Environmental groups had largely stayed neutral on the question of whether the rule should be kept and have downplayed the importance of the case. That is because, while the rule might help them in some cases, in others, it does not.
The ruling will have considerable consequences in the environmental context because the 9th Circuit's jurisdiction includes the nine Western states, and its caseload therefore includes a substantial number of environmental cases in which the federal government is the defendant.
The rationale behind the rule was that parties seeking to intervene did not have a "significantly protectable" interest because NEPA is a law that only binds the federal government.
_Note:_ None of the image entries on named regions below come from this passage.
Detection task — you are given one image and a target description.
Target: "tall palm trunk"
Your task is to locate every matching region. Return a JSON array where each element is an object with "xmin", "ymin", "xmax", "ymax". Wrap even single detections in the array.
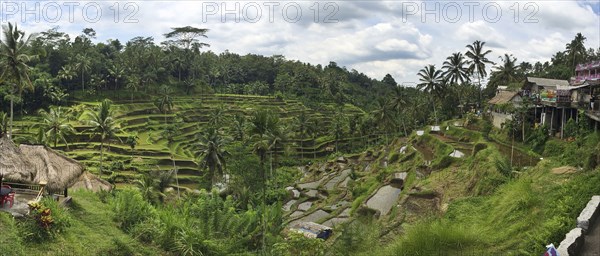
[
  {"xmin": 8, "ymin": 94, "xmax": 15, "ymax": 140},
  {"xmin": 430, "ymin": 96, "xmax": 438, "ymax": 125},
  {"xmin": 81, "ymin": 69, "xmax": 85, "ymax": 94},
  {"xmin": 98, "ymin": 139, "xmax": 104, "ymax": 179}
]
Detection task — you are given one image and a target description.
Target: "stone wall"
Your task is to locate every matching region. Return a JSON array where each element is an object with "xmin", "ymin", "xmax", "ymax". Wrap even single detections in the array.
[
  {"xmin": 558, "ymin": 196, "xmax": 600, "ymax": 256},
  {"xmin": 492, "ymin": 112, "xmax": 512, "ymax": 128}
]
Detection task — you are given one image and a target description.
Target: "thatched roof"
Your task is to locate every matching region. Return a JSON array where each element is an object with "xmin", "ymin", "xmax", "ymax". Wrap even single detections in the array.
[
  {"xmin": 0, "ymin": 136, "xmax": 36, "ymax": 182},
  {"xmin": 527, "ymin": 77, "xmax": 569, "ymax": 86},
  {"xmin": 488, "ymin": 91, "xmax": 518, "ymax": 105},
  {"xmin": 19, "ymin": 145, "xmax": 83, "ymax": 191},
  {"xmin": 291, "ymin": 222, "xmax": 333, "ymax": 239},
  {"xmin": 71, "ymin": 172, "xmax": 112, "ymax": 192}
]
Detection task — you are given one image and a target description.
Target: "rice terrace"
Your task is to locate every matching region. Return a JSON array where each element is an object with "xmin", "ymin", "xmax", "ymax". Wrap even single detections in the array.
[{"xmin": 0, "ymin": 0, "xmax": 600, "ymax": 256}]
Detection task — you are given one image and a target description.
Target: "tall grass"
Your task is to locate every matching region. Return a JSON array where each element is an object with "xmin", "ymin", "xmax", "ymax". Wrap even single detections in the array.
[{"xmin": 380, "ymin": 219, "xmax": 484, "ymax": 256}]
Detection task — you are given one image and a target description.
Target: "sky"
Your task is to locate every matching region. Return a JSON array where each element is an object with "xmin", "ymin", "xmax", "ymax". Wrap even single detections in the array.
[{"xmin": 0, "ymin": 0, "xmax": 600, "ymax": 86}]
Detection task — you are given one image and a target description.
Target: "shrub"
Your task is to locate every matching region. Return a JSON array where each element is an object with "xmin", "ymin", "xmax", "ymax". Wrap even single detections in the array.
[
  {"xmin": 564, "ymin": 118, "xmax": 579, "ymax": 138},
  {"xmin": 544, "ymin": 140, "xmax": 566, "ymax": 157},
  {"xmin": 385, "ymin": 220, "xmax": 480, "ymax": 255},
  {"xmin": 389, "ymin": 152, "xmax": 400, "ymax": 164},
  {"xmin": 110, "ymin": 189, "xmax": 154, "ymax": 231},
  {"xmin": 271, "ymin": 232, "xmax": 325, "ymax": 256},
  {"xmin": 527, "ymin": 125, "xmax": 549, "ymax": 153},
  {"xmin": 473, "ymin": 143, "xmax": 487, "ymax": 156},
  {"xmin": 481, "ymin": 119, "xmax": 493, "ymax": 139},
  {"xmin": 20, "ymin": 198, "xmax": 71, "ymax": 242}
]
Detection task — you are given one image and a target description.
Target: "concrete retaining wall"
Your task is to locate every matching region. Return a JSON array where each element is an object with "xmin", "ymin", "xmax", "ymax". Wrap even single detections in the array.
[{"xmin": 558, "ymin": 196, "xmax": 600, "ymax": 256}]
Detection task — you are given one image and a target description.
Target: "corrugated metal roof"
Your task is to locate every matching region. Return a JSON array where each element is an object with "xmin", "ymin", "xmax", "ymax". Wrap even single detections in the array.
[
  {"xmin": 527, "ymin": 77, "xmax": 569, "ymax": 86},
  {"xmin": 488, "ymin": 91, "xmax": 518, "ymax": 105}
]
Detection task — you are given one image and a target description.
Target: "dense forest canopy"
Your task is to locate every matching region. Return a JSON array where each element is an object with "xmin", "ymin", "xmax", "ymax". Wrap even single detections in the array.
[{"xmin": 0, "ymin": 23, "xmax": 600, "ymax": 255}]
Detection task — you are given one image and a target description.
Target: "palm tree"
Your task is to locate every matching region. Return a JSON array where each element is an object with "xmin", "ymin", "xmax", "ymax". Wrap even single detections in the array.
[
  {"xmin": 125, "ymin": 74, "xmax": 141, "ymax": 103},
  {"xmin": 232, "ymin": 114, "xmax": 247, "ymax": 141},
  {"xmin": 37, "ymin": 107, "xmax": 75, "ymax": 149},
  {"xmin": 108, "ymin": 63, "xmax": 125, "ymax": 90},
  {"xmin": 250, "ymin": 110, "xmax": 284, "ymax": 168},
  {"xmin": 57, "ymin": 65, "xmax": 75, "ymax": 87},
  {"xmin": 566, "ymin": 33, "xmax": 587, "ymax": 72},
  {"xmin": 442, "ymin": 52, "xmax": 471, "ymax": 84},
  {"xmin": 0, "ymin": 111, "xmax": 9, "ymax": 138},
  {"xmin": 371, "ymin": 98, "xmax": 395, "ymax": 142},
  {"xmin": 154, "ymin": 85, "xmax": 173, "ymax": 124},
  {"xmin": 465, "ymin": 40, "xmax": 494, "ymax": 105},
  {"xmin": 86, "ymin": 99, "xmax": 120, "ymax": 177},
  {"xmin": 331, "ymin": 111, "xmax": 348, "ymax": 153},
  {"xmin": 75, "ymin": 54, "xmax": 92, "ymax": 93},
  {"xmin": 208, "ymin": 105, "xmax": 226, "ymax": 128},
  {"xmin": 294, "ymin": 111, "xmax": 312, "ymax": 160},
  {"xmin": 125, "ymin": 134, "xmax": 140, "ymax": 154},
  {"xmin": 0, "ymin": 22, "xmax": 37, "ymax": 138},
  {"xmin": 196, "ymin": 127, "xmax": 228, "ymax": 188},
  {"xmin": 417, "ymin": 65, "xmax": 444, "ymax": 125},
  {"xmin": 493, "ymin": 54, "xmax": 519, "ymax": 83},
  {"xmin": 389, "ymin": 86, "xmax": 408, "ymax": 136}
]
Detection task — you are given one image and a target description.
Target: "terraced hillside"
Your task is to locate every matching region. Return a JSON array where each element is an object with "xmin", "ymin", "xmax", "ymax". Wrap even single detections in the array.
[{"xmin": 14, "ymin": 95, "xmax": 368, "ymax": 189}]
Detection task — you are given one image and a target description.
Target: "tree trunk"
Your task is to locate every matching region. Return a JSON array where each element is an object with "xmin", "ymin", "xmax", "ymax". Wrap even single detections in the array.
[
  {"xmin": 431, "ymin": 94, "xmax": 438, "ymax": 125},
  {"xmin": 521, "ymin": 113, "xmax": 525, "ymax": 142},
  {"xmin": 8, "ymin": 93, "xmax": 15, "ymax": 140},
  {"xmin": 81, "ymin": 69, "xmax": 85, "ymax": 94},
  {"xmin": 98, "ymin": 139, "xmax": 104, "ymax": 179}
]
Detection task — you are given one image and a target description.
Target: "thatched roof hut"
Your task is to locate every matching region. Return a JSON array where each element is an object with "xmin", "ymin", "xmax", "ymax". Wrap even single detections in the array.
[
  {"xmin": 70, "ymin": 172, "xmax": 112, "ymax": 192},
  {"xmin": 19, "ymin": 145, "xmax": 83, "ymax": 191},
  {"xmin": 291, "ymin": 222, "xmax": 333, "ymax": 239},
  {"xmin": 0, "ymin": 136, "xmax": 37, "ymax": 182}
]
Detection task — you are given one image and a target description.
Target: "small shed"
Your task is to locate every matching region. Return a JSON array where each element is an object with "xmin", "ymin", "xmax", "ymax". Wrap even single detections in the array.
[{"xmin": 291, "ymin": 222, "xmax": 333, "ymax": 239}]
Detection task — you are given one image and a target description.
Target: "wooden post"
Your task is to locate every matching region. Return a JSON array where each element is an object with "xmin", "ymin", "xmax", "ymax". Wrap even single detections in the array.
[
  {"xmin": 560, "ymin": 108, "xmax": 565, "ymax": 139},
  {"xmin": 550, "ymin": 108, "xmax": 554, "ymax": 137}
]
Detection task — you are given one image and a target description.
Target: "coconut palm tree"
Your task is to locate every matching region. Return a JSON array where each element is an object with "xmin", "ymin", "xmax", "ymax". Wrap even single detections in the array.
[
  {"xmin": 331, "ymin": 111, "xmax": 348, "ymax": 153},
  {"xmin": 154, "ymin": 85, "xmax": 173, "ymax": 124},
  {"xmin": 294, "ymin": 111, "xmax": 312, "ymax": 160},
  {"xmin": 566, "ymin": 33, "xmax": 587, "ymax": 72},
  {"xmin": 231, "ymin": 114, "xmax": 247, "ymax": 141},
  {"xmin": 371, "ymin": 98, "xmax": 395, "ymax": 142},
  {"xmin": 37, "ymin": 107, "xmax": 75, "ymax": 149},
  {"xmin": 442, "ymin": 52, "xmax": 471, "ymax": 84},
  {"xmin": 417, "ymin": 65, "xmax": 444, "ymax": 125},
  {"xmin": 108, "ymin": 62, "xmax": 125, "ymax": 90},
  {"xmin": 465, "ymin": 40, "xmax": 494, "ymax": 105},
  {"xmin": 75, "ymin": 54, "xmax": 92, "ymax": 93},
  {"xmin": 125, "ymin": 74, "xmax": 141, "ymax": 103},
  {"xmin": 0, "ymin": 22, "xmax": 37, "ymax": 137},
  {"xmin": 208, "ymin": 105, "xmax": 227, "ymax": 128},
  {"xmin": 389, "ymin": 86, "xmax": 408, "ymax": 135},
  {"xmin": 57, "ymin": 65, "xmax": 75, "ymax": 88},
  {"xmin": 0, "ymin": 111, "xmax": 9, "ymax": 138},
  {"xmin": 86, "ymin": 99, "xmax": 120, "ymax": 177},
  {"xmin": 492, "ymin": 54, "xmax": 519, "ymax": 83},
  {"xmin": 196, "ymin": 127, "xmax": 229, "ymax": 188}
]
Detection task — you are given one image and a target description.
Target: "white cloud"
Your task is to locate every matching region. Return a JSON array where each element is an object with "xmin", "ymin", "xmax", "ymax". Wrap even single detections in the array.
[{"xmin": 0, "ymin": 0, "xmax": 600, "ymax": 84}]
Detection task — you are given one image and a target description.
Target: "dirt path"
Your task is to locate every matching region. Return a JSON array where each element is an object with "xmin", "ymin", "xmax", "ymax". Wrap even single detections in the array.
[{"xmin": 581, "ymin": 216, "xmax": 600, "ymax": 256}]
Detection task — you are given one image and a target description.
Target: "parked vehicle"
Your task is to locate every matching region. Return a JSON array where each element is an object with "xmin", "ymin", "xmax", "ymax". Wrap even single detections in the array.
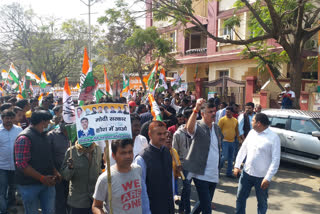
[{"xmin": 263, "ymin": 109, "xmax": 320, "ymax": 169}]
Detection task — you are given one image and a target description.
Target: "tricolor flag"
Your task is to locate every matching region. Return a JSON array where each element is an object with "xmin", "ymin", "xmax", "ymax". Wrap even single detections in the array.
[
  {"xmin": 62, "ymin": 77, "xmax": 76, "ymax": 123},
  {"xmin": 148, "ymin": 61, "xmax": 159, "ymax": 91},
  {"xmin": 26, "ymin": 69, "xmax": 40, "ymax": 83},
  {"xmin": 1, "ymin": 69, "xmax": 9, "ymax": 80},
  {"xmin": 9, "ymin": 63, "xmax": 19, "ymax": 84},
  {"xmin": 148, "ymin": 93, "xmax": 162, "ymax": 121},
  {"xmin": 40, "ymin": 71, "xmax": 51, "ymax": 88},
  {"xmin": 120, "ymin": 72, "xmax": 130, "ymax": 97},
  {"xmin": 80, "ymin": 48, "xmax": 95, "ymax": 89},
  {"xmin": 171, "ymin": 70, "xmax": 184, "ymax": 90},
  {"xmin": 156, "ymin": 68, "xmax": 168, "ymax": 93},
  {"xmin": 103, "ymin": 66, "xmax": 113, "ymax": 96}
]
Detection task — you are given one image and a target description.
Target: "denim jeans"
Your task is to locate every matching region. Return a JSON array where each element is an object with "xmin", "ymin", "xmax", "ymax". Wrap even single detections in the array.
[
  {"xmin": 236, "ymin": 171, "xmax": 268, "ymax": 214},
  {"xmin": 0, "ymin": 169, "xmax": 15, "ymax": 214},
  {"xmin": 179, "ymin": 170, "xmax": 191, "ymax": 214},
  {"xmin": 193, "ymin": 178, "xmax": 217, "ymax": 214},
  {"xmin": 17, "ymin": 184, "xmax": 56, "ymax": 214},
  {"xmin": 220, "ymin": 141, "xmax": 235, "ymax": 175}
]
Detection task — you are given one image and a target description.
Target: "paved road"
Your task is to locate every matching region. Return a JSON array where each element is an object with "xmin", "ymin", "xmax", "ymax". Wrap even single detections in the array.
[
  {"xmin": 10, "ymin": 162, "xmax": 320, "ymax": 214},
  {"xmin": 185, "ymin": 162, "xmax": 320, "ymax": 214}
]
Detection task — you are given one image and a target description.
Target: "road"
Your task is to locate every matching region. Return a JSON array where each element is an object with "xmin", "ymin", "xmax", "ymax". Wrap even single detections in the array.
[
  {"xmin": 10, "ymin": 162, "xmax": 320, "ymax": 214},
  {"xmin": 185, "ymin": 161, "xmax": 320, "ymax": 214}
]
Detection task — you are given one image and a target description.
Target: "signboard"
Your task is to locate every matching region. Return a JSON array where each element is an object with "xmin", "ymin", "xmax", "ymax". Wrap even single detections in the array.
[{"xmin": 76, "ymin": 103, "xmax": 132, "ymax": 144}]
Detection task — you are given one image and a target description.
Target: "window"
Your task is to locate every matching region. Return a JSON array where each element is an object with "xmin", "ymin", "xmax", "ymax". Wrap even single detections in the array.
[
  {"xmin": 270, "ymin": 117, "xmax": 287, "ymax": 129},
  {"xmin": 291, "ymin": 119, "xmax": 319, "ymax": 135}
]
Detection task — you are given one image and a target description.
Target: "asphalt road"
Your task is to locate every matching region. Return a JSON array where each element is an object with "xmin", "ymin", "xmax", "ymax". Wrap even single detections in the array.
[
  {"xmin": 10, "ymin": 162, "xmax": 320, "ymax": 214},
  {"xmin": 185, "ymin": 161, "xmax": 320, "ymax": 214}
]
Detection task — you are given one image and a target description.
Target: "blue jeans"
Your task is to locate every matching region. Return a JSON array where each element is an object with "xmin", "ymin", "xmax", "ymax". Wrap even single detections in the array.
[
  {"xmin": 236, "ymin": 171, "xmax": 268, "ymax": 214},
  {"xmin": 193, "ymin": 178, "xmax": 217, "ymax": 214},
  {"xmin": 0, "ymin": 169, "xmax": 15, "ymax": 214},
  {"xmin": 17, "ymin": 184, "xmax": 56, "ymax": 214},
  {"xmin": 179, "ymin": 170, "xmax": 191, "ymax": 214},
  {"xmin": 220, "ymin": 141, "xmax": 235, "ymax": 175}
]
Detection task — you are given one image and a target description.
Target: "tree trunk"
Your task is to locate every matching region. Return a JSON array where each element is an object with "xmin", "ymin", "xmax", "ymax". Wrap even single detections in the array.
[{"xmin": 289, "ymin": 58, "xmax": 304, "ymax": 109}]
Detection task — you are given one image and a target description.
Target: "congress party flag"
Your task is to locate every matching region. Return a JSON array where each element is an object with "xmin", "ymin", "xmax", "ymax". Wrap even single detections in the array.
[
  {"xmin": 62, "ymin": 77, "xmax": 76, "ymax": 123},
  {"xmin": 26, "ymin": 69, "xmax": 40, "ymax": 83},
  {"xmin": 9, "ymin": 63, "xmax": 19, "ymax": 85},
  {"xmin": 40, "ymin": 71, "xmax": 51, "ymax": 88},
  {"xmin": 156, "ymin": 68, "xmax": 168, "ymax": 93},
  {"xmin": 148, "ymin": 93, "xmax": 162, "ymax": 121},
  {"xmin": 103, "ymin": 66, "xmax": 113, "ymax": 96}
]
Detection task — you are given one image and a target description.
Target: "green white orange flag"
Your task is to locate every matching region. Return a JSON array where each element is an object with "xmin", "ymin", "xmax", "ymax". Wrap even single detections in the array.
[
  {"xmin": 148, "ymin": 93, "xmax": 162, "ymax": 121},
  {"xmin": 148, "ymin": 61, "xmax": 159, "ymax": 91},
  {"xmin": 9, "ymin": 63, "xmax": 19, "ymax": 85},
  {"xmin": 26, "ymin": 69, "xmax": 40, "ymax": 83},
  {"xmin": 40, "ymin": 71, "xmax": 51, "ymax": 88},
  {"xmin": 156, "ymin": 68, "xmax": 168, "ymax": 93},
  {"xmin": 80, "ymin": 48, "xmax": 95, "ymax": 89},
  {"xmin": 120, "ymin": 72, "xmax": 130, "ymax": 97},
  {"xmin": 104, "ymin": 66, "xmax": 113, "ymax": 96},
  {"xmin": 62, "ymin": 77, "xmax": 76, "ymax": 123},
  {"xmin": 1, "ymin": 69, "xmax": 9, "ymax": 80},
  {"xmin": 171, "ymin": 70, "xmax": 184, "ymax": 90}
]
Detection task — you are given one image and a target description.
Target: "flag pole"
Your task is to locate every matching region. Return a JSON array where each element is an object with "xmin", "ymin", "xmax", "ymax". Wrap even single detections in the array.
[
  {"xmin": 105, "ymin": 140, "xmax": 113, "ymax": 214},
  {"xmin": 172, "ymin": 152, "xmax": 186, "ymax": 181}
]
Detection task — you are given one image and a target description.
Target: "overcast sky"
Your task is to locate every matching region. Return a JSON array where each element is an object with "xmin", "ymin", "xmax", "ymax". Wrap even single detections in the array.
[{"xmin": 0, "ymin": 0, "xmax": 145, "ymax": 27}]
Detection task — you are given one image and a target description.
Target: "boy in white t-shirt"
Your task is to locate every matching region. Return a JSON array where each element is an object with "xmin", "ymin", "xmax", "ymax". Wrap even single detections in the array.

Writing for a unanimous court, Judge Barry Silverman said the rule "ignores our traditionally liberal policy in favor of intervention" and "fails to recognize" the fact that private parties can show a protectable right," he added.
The dispute that led to the ruling focused on efforts by the Magic Valley Trail Machine Association to intervene when the Wilderness Society and Prairie Falcon Audubon Inc. sought to challenge a Forest Service decision concerning motorized travel in the Sawtooth National Forest in Idaho.
The environmental groups complained that the Forest Service wanted to allow too much access for motorized vehicles and asked the courts to restrict that access.
Recreational groups countered that the Forest Service had already restricted access too much. But U.S. District Judge Edward Lodge of the District of Idaho ruled that the recreational groups could not get involved in the case.
The 9th Circuit today ordered Lodge to reconsider the recreational groups' motion to intervene in light of its ruling.
The recreation groups' attorney, Paul Turcke, a partner at the Boise-based Moore Smith Buxton & Turcke law firm, welcomed the decision, saying that by allowing more interests to have a voice, judges will be able to reach better conclusions.
"It's a great result which, ironically, benefits all nonfederal parties, including preservation interests," Turcke said.
The impact of the ruling will vary from district to district, he added, depending on how strict judges had been in the past.
"This doesn't open any terrible floodgate," Turcke said.
Richard Frank, director of the California Environmental Law and Policy Center at the University of California, Davis, said the ruling should be embraced by all parties involved in environmental litigation.
"I consider this a most welcome development in 9th Circuit jurisprudence, both from the standpoint of federal civil procedure rules and in providing a voice in the judicial process for a wide array of interest groups and stakeholders," he said.
Environmentalists, meanwhile, also proclaimed themselves satisfied with the outcome.
The rule "has always been a double-edged sword," said Erik Schlenker-Goodrich, a lawyer at the Western Environmental Law Center, which represents the environmental groups in the case.
"We are not sad," he said, "to see the rule abandoned."